Minus partial failures for the threads + memory.
Many Possible States for Concurrent, Non-Deterministic Agents
Without concurrency control, the combinations of states for agents interacting with shared data grows very fast.
For 2 agents, each doing this:
Results in 13 states, 4 end-to-end behaviors (where an end-to-end behavior is a chain of states, starting at init, ending at one of the leaf states)
For 2 agents, 4 steps each, we have about 550 states.

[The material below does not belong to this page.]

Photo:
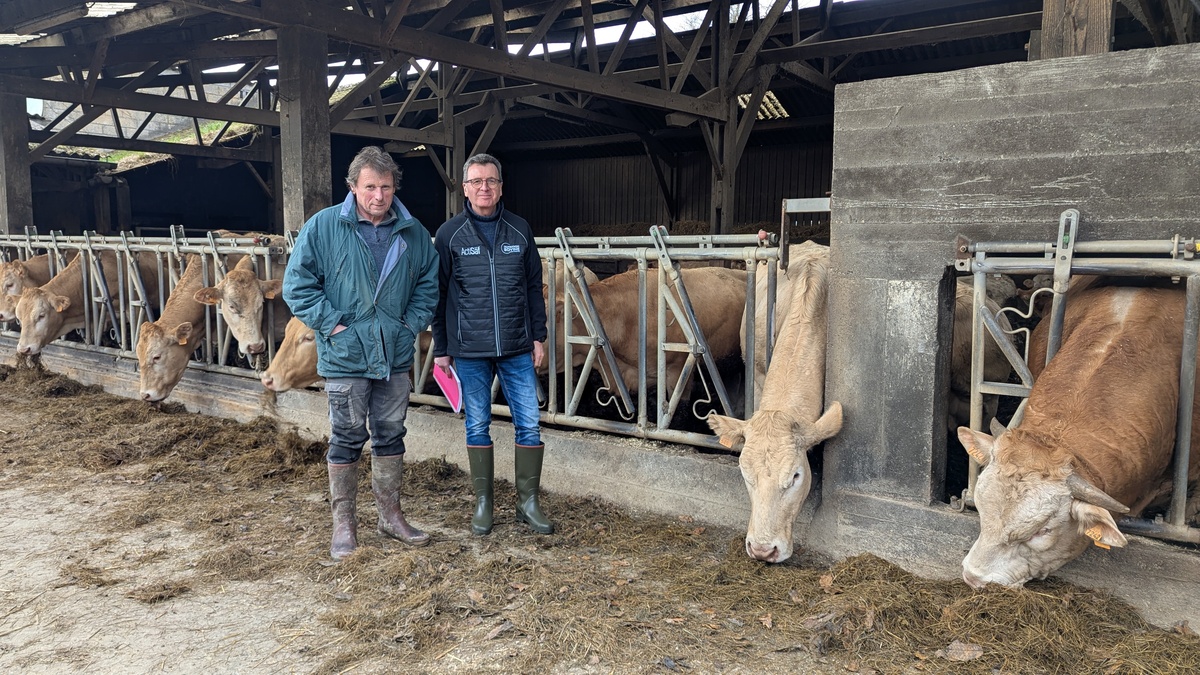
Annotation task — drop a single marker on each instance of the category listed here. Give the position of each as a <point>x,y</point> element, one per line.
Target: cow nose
<point>972,580</point>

The number of states and behaviors grows fast
Over a Long Enough Time, a System Will do Everything
Systems have:
- Undesired states: the system somehow has landed in a state that’s bad
- e.g. the state where all Kubernetes agents are unable to reach the Master
- [e.g. deadlock? ]
- Undesired behavior: the individual states are fine but their chaining is undesired
- e.g. a DB that never succeeds in converging
- e.g. a consensus protocol that doesn’t get consensus
Eventually, invalid behaviors will occur.

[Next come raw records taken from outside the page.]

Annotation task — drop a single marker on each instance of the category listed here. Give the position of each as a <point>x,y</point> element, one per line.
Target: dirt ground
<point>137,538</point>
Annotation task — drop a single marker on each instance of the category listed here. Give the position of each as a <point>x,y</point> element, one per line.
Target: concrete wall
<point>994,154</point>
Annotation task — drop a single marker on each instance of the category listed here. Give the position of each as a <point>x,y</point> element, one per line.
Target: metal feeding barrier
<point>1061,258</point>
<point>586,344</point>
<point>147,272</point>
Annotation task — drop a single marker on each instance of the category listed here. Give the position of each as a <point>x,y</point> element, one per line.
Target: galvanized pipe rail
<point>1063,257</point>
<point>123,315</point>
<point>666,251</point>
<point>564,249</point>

- e.g. a system processes messages: each message has 1 in 1 billion chances of going down the wrong behavior. Given 100 messages/second, we would expect to see the wrong behavior occur in 3 months, on average.
Code With Concurrency Control/Abstractions Is Not Enough
Good to have semaphores, locks, promises, monads, etc.: they reduce the number of states the system be in.
However, these coding abstractions do not identify states, transitions and behaviors exhaustively and explicitly.
- i.e. does not help us understand bad behaviors or state, whether/how we reach them
We Need Formal Specification
- Tool: TLA+
- Model the system’s behavior, possible states, transitions
- TLA+ finds undesired states [and behaviors?]
- Does not involve application code, only the imagined behavior
- i.e. does not validate the code, validates the design
Second half of the talk is Hillel giving an example usage of TLA+.